Connor, a GE engineer who writes software for turbines and power plants, has always been a tinkerer. Among the tools in his garage is a 3D printer, which he decided to use to build a low-cost bionic hand. “I didn’t want the boy to be denied a hand because his family didn’t have the money,” he says.
He searched the Internet and found a page for Robohand, an open-source project that is developing 3D-printed limbs in South Africa. This group’s work gave him the initial blueprints for printing fingers. Then he learned about wrist design and the circuits that go inside bionic hands from the Michigan Institute for Electronic Limb Development. He also talked to prosthetists and patients at a local V.A. hospital.
High-end electronic limbs use sensors that detect electric signals generated by muscles in the stump to control the prosthesis. But Connor was surprised to learn that some people who had lost a hand would be willing to control their prosthesis with their healthy hand. “One man told me to build him a smartphone app,” he says. “So that’s exactly what I did.”

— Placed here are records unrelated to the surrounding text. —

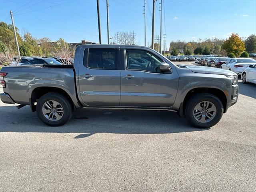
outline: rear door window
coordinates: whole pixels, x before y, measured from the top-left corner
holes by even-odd
[[[116,69],[116,50],[114,49],[89,49],[88,67],[94,69]]]

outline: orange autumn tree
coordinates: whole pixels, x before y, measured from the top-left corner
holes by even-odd
[[[228,54],[233,53],[236,56],[238,57],[245,50],[245,45],[237,33],[232,33],[228,39],[223,43],[222,48]]]

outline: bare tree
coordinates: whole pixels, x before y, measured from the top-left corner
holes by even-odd
[[[115,41],[120,45],[132,45],[135,40],[132,32],[121,31],[115,35]]]
[[[75,54],[75,48],[62,40],[57,41],[57,50],[53,55],[60,58],[62,63],[66,64],[72,64]]]
[[[10,65],[13,61],[14,56],[16,56],[16,53],[12,49],[8,48],[6,45],[2,46],[2,48],[4,51],[0,52],[0,64],[6,66]],[[17,58],[18,58],[18,57]],[[18,60],[15,61],[14,65],[17,65],[19,61]]]

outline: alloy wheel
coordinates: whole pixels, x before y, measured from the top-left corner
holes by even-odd
[[[246,74],[245,73],[243,74],[243,75],[242,76],[241,78],[242,79],[242,82],[243,83],[245,83],[246,80]]]
[[[42,110],[44,117],[50,121],[59,120],[63,116],[63,108],[56,101],[46,101],[43,105]]]
[[[207,123],[212,120],[217,112],[216,107],[212,102],[202,101],[198,104],[194,109],[193,115],[197,121]]]

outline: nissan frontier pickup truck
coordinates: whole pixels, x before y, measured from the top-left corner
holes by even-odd
[[[238,96],[230,71],[177,66],[137,46],[80,45],[74,65],[4,67],[0,76],[3,102],[29,105],[50,126],[84,108],[175,111],[194,126],[209,128]]]

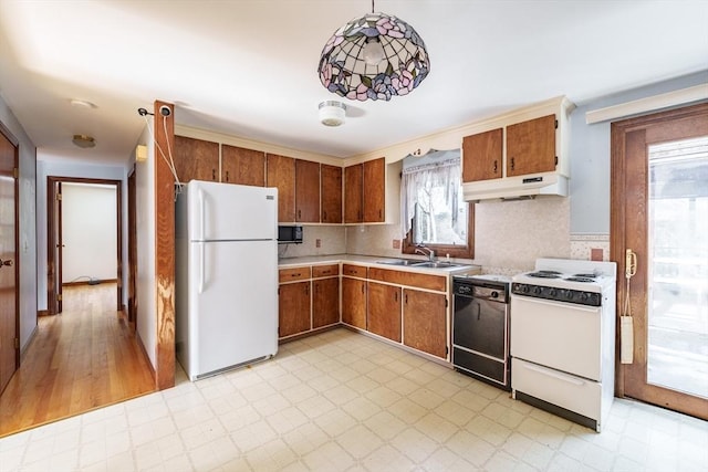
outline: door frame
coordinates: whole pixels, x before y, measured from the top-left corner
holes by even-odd
[[[10,144],[14,147],[14,161],[12,167],[14,169],[14,369],[20,367],[20,141],[14,137],[12,132],[0,122],[0,134],[4,136]],[[0,386],[1,392],[2,386]]]
[[[58,292],[55,290],[56,277],[59,276],[55,268],[59,266],[58,259],[61,259],[62,248],[58,248],[58,241],[54,235],[54,228],[56,224],[61,224],[61,221],[55,221],[54,217],[54,201],[56,199],[55,183],[70,182],[70,183],[97,183],[106,186],[115,186],[115,206],[116,206],[116,311],[121,312],[124,308],[123,305],[123,198],[122,187],[123,180],[114,179],[93,179],[84,177],[46,177],[46,308],[49,315],[55,315],[61,313],[61,308],[58,306]],[[61,219],[61,214],[59,217]],[[59,251],[55,252],[55,249]],[[59,255],[55,255],[59,253]],[[60,284],[61,286],[61,284]]]
[[[635,343],[634,350],[634,364],[644,365],[644,379],[637,379],[636,376],[633,376],[628,369],[628,366],[621,364],[620,355],[621,352],[621,329],[620,329],[620,315],[622,314],[622,304],[626,297],[626,286],[625,286],[625,248],[626,244],[626,224],[627,224],[627,214],[625,212],[625,201],[627,199],[637,200],[637,198],[642,197],[643,201],[637,201],[639,206],[643,206],[644,212],[646,216],[648,198],[646,195],[636,196],[632,195],[627,190],[627,182],[631,180],[636,181],[638,178],[646,178],[646,171],[642,172],[632,172],[627,169],[626,161],[626,148],[627,143],[632,146],[632,141],[627,140],[627,135],[634,132],[643,132],[649,130],[652,133],[650,143],[662,143],[667,140],[677,139],[675,135],[680,129],[680,123],[677,123],[675,126],[671,126],[667,133],[656,132],[655,127],[659,125],[667,125],[669,123],[676,123],[681,119],[687,119],[695,117],[700,114],[708,114],[708,103],[700,103],[697,105],[684,106],[680,108],[657,112],[649,115],[638,116],[634,118],[628,118],[620,122],[612,123],[612,136],[611,136],[611,150],[612,150],[612,159],[611,159],[611,221],[610,221],[610,260],[615,261],[617,263],[617,273],[623,274],[617,277],[617,297],[616,297],[616,337],[615,337],[615,346],[616,346],[616,356],[615,356],[615,395],[617,397],[625,397],[625,381],[644,381],[646,384],[646,363],[647,363],[647,353],[646,349],[637,349]],[[654,129],[653,129],[654,128]],[[685,138],[690,138],[690,135],[685,135]],[[648,143],[647,143],[648,144]],[[648,169],[648,161],[647,161]],[[642,174],[642,175],[637,175]],[[641,229],[635,229],[639,231]],[[634,248],[633,248],[634,249]],[[646,248],[642,249],[644,252]],[[646,259],[646,258],[644,258]],[[642,301],[642,297],[646,297],[647,295],[647,284],[648,281],[646,279],[646,270],[637,271],[637,274],[632,279],[633,283],[633,292],[632,292],[632,305],[638,306],[638,303]],[[646,303],[646,301],[645,301]],[[635,333],[637,328],[637,324],[645,324],[646,313],[642,313],[642,319],[635,318]],[[643,328],[644,329],[644,328]],[[635,339],[637,338],[635,334]],[[676,408],[675,396],[677,395],[674,390],[656,387],[656,391],[658,394],[650,395],[650,399],[642,399],[642,401],[653,402],[655,405],[659,405],[665,408],[674,409],[676,411],[681,411],[684,413],[688,413],[698,418],[704,418],[706,412],[705,400],[701,400],[697,397],[687,396],[685,397],[685,405],[678,409]]]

Connor invested about $10,000 of his own money in the project and was loath to spend another $4,000 on getting a programmer to develop the app. So he taught himself how to code on his own. “You don’t need to be a genius to do this, just resourceful” he says.

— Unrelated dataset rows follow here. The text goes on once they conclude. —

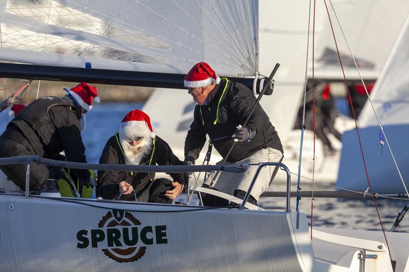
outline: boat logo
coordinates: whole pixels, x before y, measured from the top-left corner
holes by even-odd
[[[147,246],[168,243],[166,226],[142,226],[130,212],[109,211],[98,223],[98,228],[77,233],[79,249],[101,249],[104,254],[119,262],[138,261]]]

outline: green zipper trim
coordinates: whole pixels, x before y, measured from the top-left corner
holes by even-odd
[[[219,103],[217,103],[217,109],[216,110],[216,120],[214,120],[213,122],[213,125],[216,125],[217,123],[217,122],[219,121],[219,108],[220,106],[220,102],[221,102],[221,98],[223,98],[223,95],[224,94],[224,91],[227,89],[227,85],[229,83],[229,79],[227,78],[222,78],[220,79],[224,79],[226,80],[226,85],[224,86],[224,89],[223,90],[223,92],[221,93],[221,95],[220,95],[220,98],[219,99]],[[204,119],[203,118],[203,113],[201,112],[201,106],[199,108],[199,109],[200,111],[200,115],[201,116],[201,124],[203,126],[204,126]],[[209,111],[210,111],[210,108],[209,108]]]
[[[121,150],[121,151],[122,152],[122,155],[124,155],[125,157],[125,152],[124,152],[124,150],[122,149],[122,145],[121,144],[121,143],[119,142],[119,138],[118,137],[118,135],[119,135],[119,133],[117,132],[115,133],[115,138],[117,139],[117,142],[118,143],[118,145],[119,146],[119,149]],[[131,176],[133,176],[133,172],[131,171]]]
[[[152,163],[152,158],[153,158],[153,153],[155,153],[155,139],[153,138],[153,149],[152,150],[152,155],[150,155],[150,160],[149,160],[149,166],[150,166],[151,164]],[[148,172],[148,175],[149,175],[150,172]],[[153,180],[152,179],[149,179],[150,181]]]
[[[216,111],[216,120],[213,122],[213,125],[216,125],[219,121],[219,107],[220,106],[220,102],[221,102],[221,98],[223,97],[223,95],[224,94],[224,91],[227,89],[227,85],[229,84],[229,79],[227,78],[222,78],[220,79],[226,80],[226,86],[224,86],[224,89],[223,90],[223,92],[221,93],[221,95],[220,95],[220,98],[219,100],[219,103],[217,104],[217,110]]]
[[[200,110],[200,115],[201,115],[201,124],[204,126],[204,119],[203,119],[203,113],[201,113],[201,106],[199,107],[199,109]]]

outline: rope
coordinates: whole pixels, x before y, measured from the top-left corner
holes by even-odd
[[[41,80],[38,80],[38,86],[37,87],[37,96],[35,97],[36,100],[38,99],[38,92],[40,91],[40,82],[41,82]]]
[[[290,172],[290,173],[292,174],[292,175],[294,175],[294,176],[298,176],[297,173],[293,173],[292,172]],[[303,178],[303,179],[305,179],[306,180],[308,180],[309,181],[312,181],[312,179],[310,179],[309,178],[307,178],[307,177],[305,177],[304,176],[301,176],[301,177]],[[371,194],[370,193],[368,193],[366,192],[359,192],[358,191],[354,191],[353,190],[350,190],[349,189],[345,189],[345,188],[342,188],[342,187],[337,187],[337,186],[336,186],[335,185],[331,185],[331,184],[328,184],[328,183],[327,183],[326,182],[325,182],[324,181],[317,181],[316,180],[315,180],[314,181],[315,182],[318,182],[319,183],[322,184],[323,184],[324,185],[326,185],[326,186],[329,186],[329,187],[332,187],[332,188],[335,188],[336,189],[339,189],[339,190],[342,190],[343,191],[347,191],[348,192],[353,192],[353,193],[358,193],[358,194],[362,194],[364,196],[365,195],[370,195],[370,196],[374,195],[376,197],[381,197],[381,198],[384,198],[384,199],[394,199],[394,200],[404,200],[405,201],[409,201],[409,199],[405,200],[405,199],[399,198],[399,197],[393,197],[392,196],[385,196],[384,195],[379,195],[379,194],[374,194],[372,195],[372,194]]]
[[[394,163],[395,163],[395,166],[396,167],[396,170],[397,170],[398,173],[399,175],[399,177],[400,177],[400,180],[402,181],[402,184],[403,185],[403,188],[405,188],[405,191],[406,192],[406,194],[409,195],[409,193],[407,192],[407,189],[406,188],[406,185],[405,185],[405,182],[404,181],[403,181],[403,178],[402,177],[402,175],[400,173],[399,167],[398,167],[398,164],[396,163],[396,160],[395,159],[395,156],[393,155],[393,153],[392,153],[392,150],[391,148],[391,146],[389,145],[389,142],[388,141],[388,138],[387,138],[387,135],[385,134],[384,131],[383,131],[383,128],[382,127],[382,125],[381,125],[380,123],[380,121],[379,121],[379,118],[378,117],[378,115],[376,114],[376,111],[375,110],[375,107],[374,107],[373,104],[372,104],[372,101],[371,99],[371,97],[369,95],[369,93],[368,92],[368,90],[367,89],[367,86],[363,82],[363,79],[362,78],[362,76],[361,76],[361,73],[359,71],[359,68],[358,68],[358,65],[356,64],[356,62],[355,60],[355,58],[354,57],[354,56],[352,54],[352,52],[351,51],[351,48],[349,47],[349,44],[347,41],[347,38],[345,37],[345,34],[344,34],[344,31],[343,30],[342,28],[341,28],[341,24],[339,22],[339,20],[338,19],[338,16],[336,15],[335,11],[334,9],[334,7],[333,6],[332,6],[332,2],[331,2],[331,0],[329,0],[329,3],[331,4],[331,7],[332,8],[332,10],[334,11],[334,14],[335,15],[335,18],[336,18],[336,20],[338,22],[338,24],[339,26],[339,28],[341,30],[341,32],[342,33],[342,35],[344,36],[344,39],[345,40],[345,42],[347,44],[347,46],[348,47],[349,53],[351,55],[351,57],[352,58],[352,60],[354,61],[354,64],[355,64],[355,66],[356,68],[356,70],[358,71],[358,74],[359,75],[359,78],[360,78],[361,82],[362,82],[362,85],[363,86],[363,88],[365,89],[365,92],[366,92],[367,93],[368,101],[369,101],[369,103],[371,105],[371,107],[372,108],[372,110],[373,111],[374,113],[375,114],[375,116],[376,118],[376,120],[378,122],[378,124],[379,126],[380,130],[382,131],[382,133],[383,134],[383,136],[384,136],[385,137],[385,140],[387,142],[387,145],[388,145],[388,148],[389,149],[389,151],[391,152],[391,155],[392,156],[392,159],[393,160]]]
[[[373,200],[374,202],[375,208],[376,209],[376,213],[377,213],[378,214],[378,218],[379,219],[379,222],[380,223],[380,226],[382,227],[382,231],[383,233],[383,236],[385,237],[385,241],[386,242],[387,246],[388,246],[388,250],[389,252],[389,258],[391,259],[391,261],[392,261],[392,255],[391,254],[391,250],[389,248],[389,245],[388,244],[388,239],[387,238],[387,235],[385,234],[385,230],[383,228],[383,224],[382,223],[382,219],[380,218],[380,214],[379,214],[379,211],[378,210],[378,207],[376,206],[376,201],[375,200],[375,196],[374,196],[373,191],[372,191],[372,187],[371,186],[371,182],[369,181],[369,176],[368,175],[368,169],[367,169],[367,164],[365,162],[365,157],[363,156],[363,150],[362,147],[362,142],[361,142],[360,137],[359,136],[359,132],[358,130],[358,125],[357,124],[356,122],[356,118],[355,115],[355,111],[354,111],[354,107],[352,106],[352,100],[351,98],[351,94],[349,92],[349,88],[348,88],[348,83],[347,83],[347,78],[345,77],[345,72],[344,70],[344,66],[343,66],[342,64],[342,60],[341,60],[341,57],[340,55],[339,55],[339,51],[338,50],[338,45],[336,43],[336,39],[335,38],[335,34],[334,33],[334,29],[332,27],[332,22],[331,21],[331,17],[329,15],[329,11],[328,10],[328,8],[327,6],[327,2],[326,2],[325,0],[324,0],[324,3],[325,4],[325,8],[327,9],[327,13],[328,15],[328,19],[329,19],[329,23],[331,25],[331,29],[332,31],[332,35],[334,37],[334,41],[335,42],[335,47],[336,47],[336,52],[337,54],[338,54],[338,58],[339,60],[339,63],[341,65],[341,69],[342,69],[343,75],[344,75],[344,79],[345,82],[345,86],[347,87],[347,90],[348,92],[348,96],[349,97],[349,101],[351,103],[351,108],[352,111],[352,115],[354,117],[354,120],[355,121],[355,128],[356,128],[356,134],[358,135],[358,140],[359,142],[359,146],[360,147],[361,154],[362,155],[362,159],[363,162],[363,167],[365,168],[365,174],[367,176],[367,180],[368,180],[368,186],[369,186],[369,189],[371,191],[371,194],[372,194],[372,200]]]
[[[314,127],[314,147],[312,151],[312,193],[311,195],[311,240],[312,240],[312,211],[314,207],[314,176],[315,170],[315,98],[314,87],[314,52],[315,34],[315,0],[314,0],[314,15],[312,19],[312,123]]]
[[[3,79],[5,79],[3,78]],[[11,89],[12,88],[15,88],[16,87],[18,87],[18,86],[25,85],[25,84],[26,84],[26,81],[24,81],[24,82],[21,82],[20,83],[18,83],[18,84],[16,84],[15,85],[13,85],[13,86],[10,86],[10,87],[8,87],[7,88],[6,88],[6,85],[5,84],[4,88],[3,88],[2,89],[0,89],[0,90],[9,90],[10,89]]]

Connor’s quest also took him to the heart of the maker movement, a diverse group of tinkerers, hobbyists and DIY entrepreneurs. One such community is called TinyCircuits, which makes open-source miniature computer boards in Akron, Ohio. Tiny Circuits designed for Connor with his input, a miniature singleboard solution based on its TinyDuino, a quarter-sized board based on the Arduino microcontroller, to manipulate the hand with his app over a Bluetooth connection. A Roanoke machine shop then built him metal joints and other parts needed for the hand.
The bionic hand is now almost ready. Its mechanical and electronic parts are all done. All that remains is to make the prosthesis’s plastic skin, a job made more difficult since Connor’s 3D printer broke. “I take it one step at a time,” he says. “I’ll sell a couple of my bikes and buy a nice high-resolution FormLabs printer that got recently funded on Kickstarter.”
Connor’s finished hand will come as a kit and should cost around $4,000. Its parts can be replaced when they break. “I wanted to build an affordable device that could be manufactured anywhere,” he says. “There are a lot of people around the world who need this.”
Connor returned to his job at GE in January after recuperating from his accident nine months ahead of schedule. He regained his sight and sense of smell albeit he has shed 35 pounds since being injured, weight loss he attributes to the loss of his sense of taste. “Everything used to taste like oatmeal to me,” he says. “My friends come here and say, ‘Man, you are dying.’ But actually this project gave new meaning to my life.”
He continues: “I never wanted any accolades. This is no feel good story and I am not doing it for money. I want people to dig inside and see what they can do for others.”
Connor still has one last big item on his to-do list. He never took down the name and the address of the boy in the elevator. “I hope that this story will help me find him,” he says. “I’ve got his new hand in my workshop. It’s almost ready.”